Sea The Stars was joined in the field by seven runners from Aidan O’Brien’s stable, including the second, third and fifth from Epsom – Fame And Glory, Masterofthehorse and Golden Sword.

Johnny Murtagh, Seamie Heffernan and Colm O’Donoghue will ride those horses respectively, while O’Brien gives a first Classic mount to his teenage son, Joseph, who has only ridden in public a handful of times.

O’Brien jnr is on Byzantine, who is accompanied in the line-up by fellow stablemates Drumbeat, Hail Caesar and Rockhampton.

Murtagh has a healthy respect for Sea The Stars as he links up with Fame And Glory for the first time since April’s Ballysax Stakes.

“It’s going to be a great race,” he said.

“I rode my horse last week and he felt like he had improved from Epsom. He’s a solid, typical Ballydoyle improver.

“Sea The Stars is the champion and we all have to beat him.

“Everyone’s there at the Irish Derby, the cards are there to be played and it all depends which horse has improved the most.”

O’Brien, who fielded six runners at Epsom, admitted it can be hard to work out the pecking order of the Ballydoyle team.

“Obviously there is not much between the horses that ran at Epsom, and it’s which ones come forward from there that is always a difficult thing to know,” he told RTE.

“Some go back, some go forward and some stand still – usually at the races we find out.

“Sometimes you’re surprised, sometimes you’re disappointed – that’s life.

“The Irish Derby is probably the most important three-year-old race over a mile and a half in Europe because all the good three-year-olds meet.

“If there are any question marks about Epsom, or France or anywhere else, it’s always answered at the Curragh.”

One man who will be keener than many for Sea The Stars to take his chance is Fran Berry, who would otherwise lose the ride on Oxx’s second-string, Mourayan, to Mick Kinane.

Kinane rode Mourayan in his two starts this season, when behind Fame And Glory in the Derrinstown and Ballysax Derby trials.

“I’m looking forward to it, but I’m just hoping the weather is fine and Sea The Stars runs,” Berry told At The Races.

“Mourayan is a very nice ride to get and the trip of a mile and a half looks ideal for him.

“I’ve ridden him at home for the last couple of weeks and his work has been very good.

“He seems to have sharpened up and you couldn’t be more happier going into the race, he’s definitely as good as he can be.

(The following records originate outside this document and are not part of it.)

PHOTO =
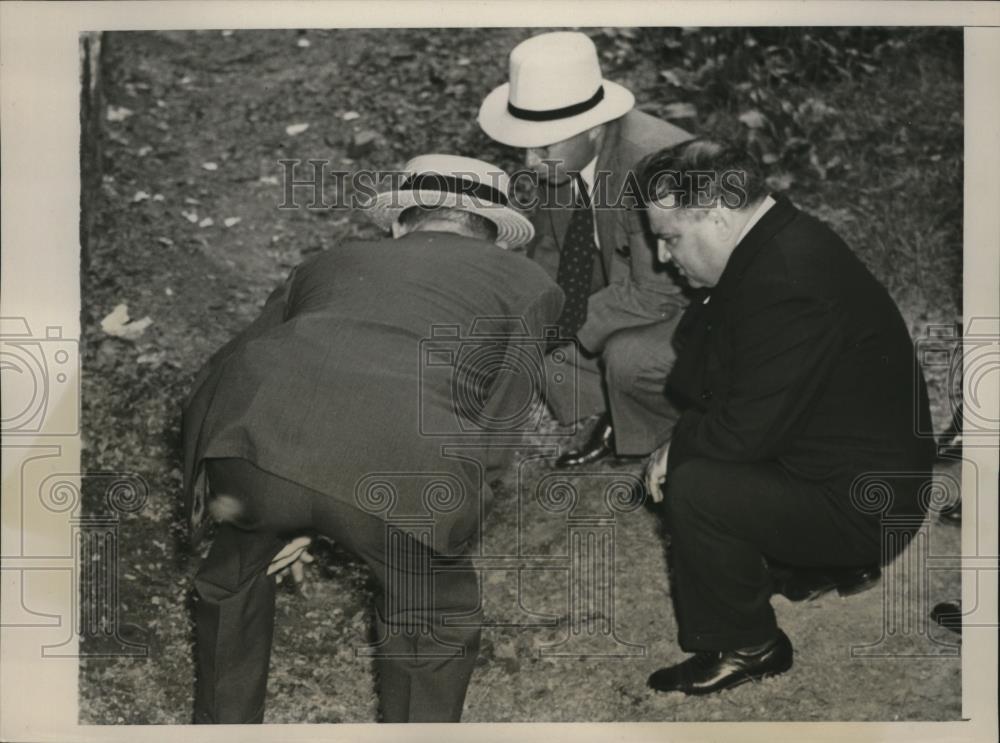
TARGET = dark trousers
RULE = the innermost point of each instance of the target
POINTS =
(628, 379)
(427, 620)
(724, 518)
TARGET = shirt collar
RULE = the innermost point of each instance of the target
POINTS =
(766, 204)
(587, 174)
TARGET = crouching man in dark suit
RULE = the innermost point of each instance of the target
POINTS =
(325, 416)
(796, 377)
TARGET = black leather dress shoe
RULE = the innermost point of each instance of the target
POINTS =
(948, 614)
(600, 444)
(803, 584)
(707, 672)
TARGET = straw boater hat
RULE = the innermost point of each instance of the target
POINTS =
(555, 92)
(460, 183)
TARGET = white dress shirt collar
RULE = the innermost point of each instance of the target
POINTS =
(766, 204)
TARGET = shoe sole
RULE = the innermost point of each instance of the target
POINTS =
(844, 590)
(740, 682)
(852, 589)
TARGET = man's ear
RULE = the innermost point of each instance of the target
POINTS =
(725, 221)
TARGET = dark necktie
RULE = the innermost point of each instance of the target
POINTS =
(576, 262)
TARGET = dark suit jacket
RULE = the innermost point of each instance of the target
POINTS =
(800, 357)
(333, 386)
(643, 290)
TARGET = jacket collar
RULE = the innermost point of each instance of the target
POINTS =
(743, 255)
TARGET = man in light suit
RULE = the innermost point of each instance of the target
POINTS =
(328, 416)
(798, 441)
(583, 139)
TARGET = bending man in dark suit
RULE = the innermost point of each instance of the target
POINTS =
(797, 379)
(328, 415)
(583, 140)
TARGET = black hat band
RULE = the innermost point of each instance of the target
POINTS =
(556, 113)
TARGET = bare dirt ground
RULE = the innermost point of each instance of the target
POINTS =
(866, 132)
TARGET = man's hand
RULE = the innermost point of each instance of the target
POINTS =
(656, 472)
(291, 558)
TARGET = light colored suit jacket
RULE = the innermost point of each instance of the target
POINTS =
(630, 286)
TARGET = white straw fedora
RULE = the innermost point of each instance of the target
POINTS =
(460, 183)
(555, 91)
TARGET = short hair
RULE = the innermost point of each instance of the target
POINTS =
(703, 173)
(415, 216)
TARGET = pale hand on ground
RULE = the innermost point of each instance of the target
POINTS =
(656, 472)
(291, 558)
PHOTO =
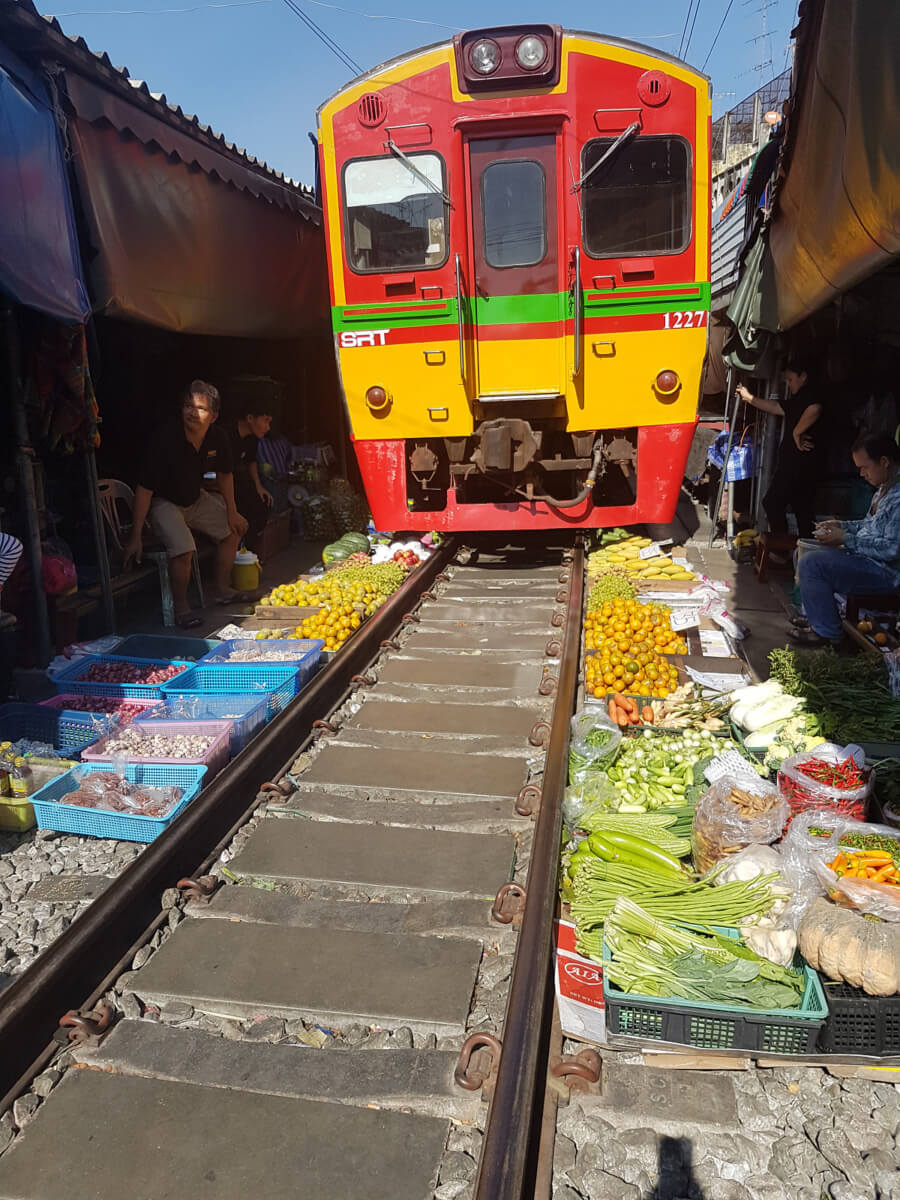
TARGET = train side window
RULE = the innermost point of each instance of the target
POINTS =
(514, 207)
(639, 202)
(395, 211)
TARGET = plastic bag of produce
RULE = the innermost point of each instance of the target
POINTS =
(828, 777)
(733, 814)
(857, 864)
(593, 741)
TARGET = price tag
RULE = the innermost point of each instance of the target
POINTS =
(730, 763)
(717, 682)
(654, 549)
(684, 618)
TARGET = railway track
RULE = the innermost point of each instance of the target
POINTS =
(299, 989)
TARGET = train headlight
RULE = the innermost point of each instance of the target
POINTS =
(485, 57)
(667, 383)
(532, 53)
(378, 401)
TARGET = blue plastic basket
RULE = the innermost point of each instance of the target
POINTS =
(277, 684)
(163, 646)
(247, 714)
(69, 678)
(65, 731)
(53, 813)
(305, 653)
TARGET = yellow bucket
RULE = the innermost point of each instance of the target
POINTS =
(245, 571)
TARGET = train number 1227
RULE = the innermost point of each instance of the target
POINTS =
(685, 319)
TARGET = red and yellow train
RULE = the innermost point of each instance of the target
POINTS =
(519, 249)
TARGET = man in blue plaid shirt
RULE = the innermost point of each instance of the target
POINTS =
(856, 556)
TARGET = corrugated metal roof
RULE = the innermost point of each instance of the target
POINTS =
(35, 35)
(727, 241)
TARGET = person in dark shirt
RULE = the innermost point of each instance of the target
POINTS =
(252, 499)
(171, 492)
(799, 459)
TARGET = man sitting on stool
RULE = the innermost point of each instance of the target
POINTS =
(853, 556)
(171, 492)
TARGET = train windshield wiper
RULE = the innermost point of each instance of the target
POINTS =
(430, 183)
(625, 136)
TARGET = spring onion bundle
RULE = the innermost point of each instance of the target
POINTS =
(653, 958)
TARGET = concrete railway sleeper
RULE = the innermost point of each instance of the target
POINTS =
(227, 997)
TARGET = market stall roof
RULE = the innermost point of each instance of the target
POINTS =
(834, 219)
(183, 229)
(40, 265)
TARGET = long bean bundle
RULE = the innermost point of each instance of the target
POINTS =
(599, 886)
(654, 958)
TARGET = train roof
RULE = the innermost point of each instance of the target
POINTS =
(567, 33)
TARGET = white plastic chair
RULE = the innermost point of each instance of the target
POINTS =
(117, 503)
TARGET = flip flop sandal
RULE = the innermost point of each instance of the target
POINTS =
(234, 598)
(810, 637)
(189, 621)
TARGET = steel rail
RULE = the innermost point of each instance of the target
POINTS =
(513, 1135)
(71, 969)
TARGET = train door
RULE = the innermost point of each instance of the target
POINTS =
(516, 291)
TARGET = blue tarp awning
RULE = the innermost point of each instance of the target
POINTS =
(40, 264)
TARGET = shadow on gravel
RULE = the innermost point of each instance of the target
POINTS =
(675, 1173)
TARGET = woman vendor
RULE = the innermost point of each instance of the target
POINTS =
(853, 556)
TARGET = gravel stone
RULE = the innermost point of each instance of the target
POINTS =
(563, 1153)
(457, 1165)
(24, 1109)
(46, 1081)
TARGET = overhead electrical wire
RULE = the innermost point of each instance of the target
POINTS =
(690, 36)
(721, 25)
(325, 39)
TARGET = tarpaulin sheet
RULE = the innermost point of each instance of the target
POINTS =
(838, 216)
(39, 251)
(184, 237)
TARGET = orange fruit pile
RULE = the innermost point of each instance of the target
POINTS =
(630, 640)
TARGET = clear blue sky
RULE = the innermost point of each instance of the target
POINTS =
(253, 71)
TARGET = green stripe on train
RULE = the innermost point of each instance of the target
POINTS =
(522, 310)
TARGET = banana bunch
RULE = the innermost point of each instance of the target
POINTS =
(627, 555)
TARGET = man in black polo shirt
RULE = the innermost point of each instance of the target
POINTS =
(171, 492)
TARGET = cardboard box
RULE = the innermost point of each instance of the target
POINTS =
(580, 989)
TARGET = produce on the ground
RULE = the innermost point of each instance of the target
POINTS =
(113, 793)
(654, 827)
(627, 553)
(687, 709)
(333, 624)
(850, 697)
(826, 778)
(851, 947)
(592, 742)
(873, 865)
(365, 585)
(594, 887)
(124, 711)
(657, 958)
(141, 744)
(733, 815)
(130, 672)
(655, 769)
(612, 585)
(625, 625)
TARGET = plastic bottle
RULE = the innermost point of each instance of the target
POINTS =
(4, 769)
(21, 779)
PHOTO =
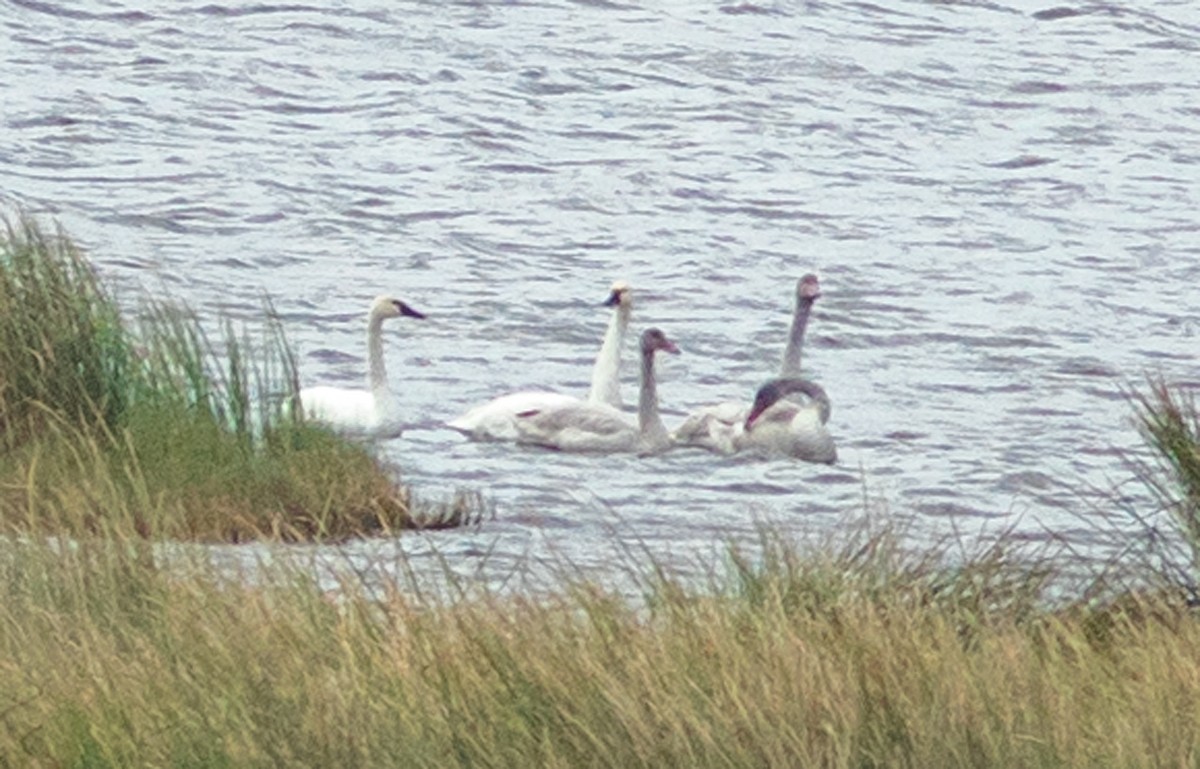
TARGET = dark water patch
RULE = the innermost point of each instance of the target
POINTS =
(1062, 12)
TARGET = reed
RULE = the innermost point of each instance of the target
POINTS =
(117, 655)
(157, 426)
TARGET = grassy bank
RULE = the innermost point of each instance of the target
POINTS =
(154, 427)
(119, 648)
(853, 656)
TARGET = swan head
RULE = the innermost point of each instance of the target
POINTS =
(389, 307)
(653, 340)
(775, 390)
(808, 288)
(619, 295)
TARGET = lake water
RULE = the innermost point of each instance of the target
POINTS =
(1002, 200)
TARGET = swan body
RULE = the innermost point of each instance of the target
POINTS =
(714, 427)
(600, 427)
(496, 420)
(371, 412)
(779, 424)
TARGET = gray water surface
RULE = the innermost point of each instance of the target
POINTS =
(1001, 200)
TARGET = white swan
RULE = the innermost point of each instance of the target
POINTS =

“He’s bred for the trip and his running style suggests the extra two furlongs will be a big help to him.

“Leopardstown can be tactical, and you need a horse that can quicken, so hopefully a mile and a half at the Curragh will be right up his street.”

Recharge was only beaten one length by Sea The Stars as a two-year-old, which is giving Kevin Prendergast some hope.

He was fourth in the Irish 2000 Guineas last time.

“I’m hoping the step up in trip will suit him, but we’ll have to see,” said Prendergast.

“He didn’t run at all really in the Guineas as the ground was bottomless and he ran far better than we thought. He’s really a dry-ground horse.

“Our horse wasn’t beaten far by Sea The Stars in the Beresford Stakes last year and, if everything goes right, he’ll run a big race.”

Jim Bolger has won the Derby only once with St Jovite in 1992 and relies upon Gan Amhras.

Second last in the Derby, the flatter plains of the Curragh are expected to be much more up his street.

“We hope so,” said Bolger.

“He’s in good form but Sea The Stars is obviously the top three-year-old.”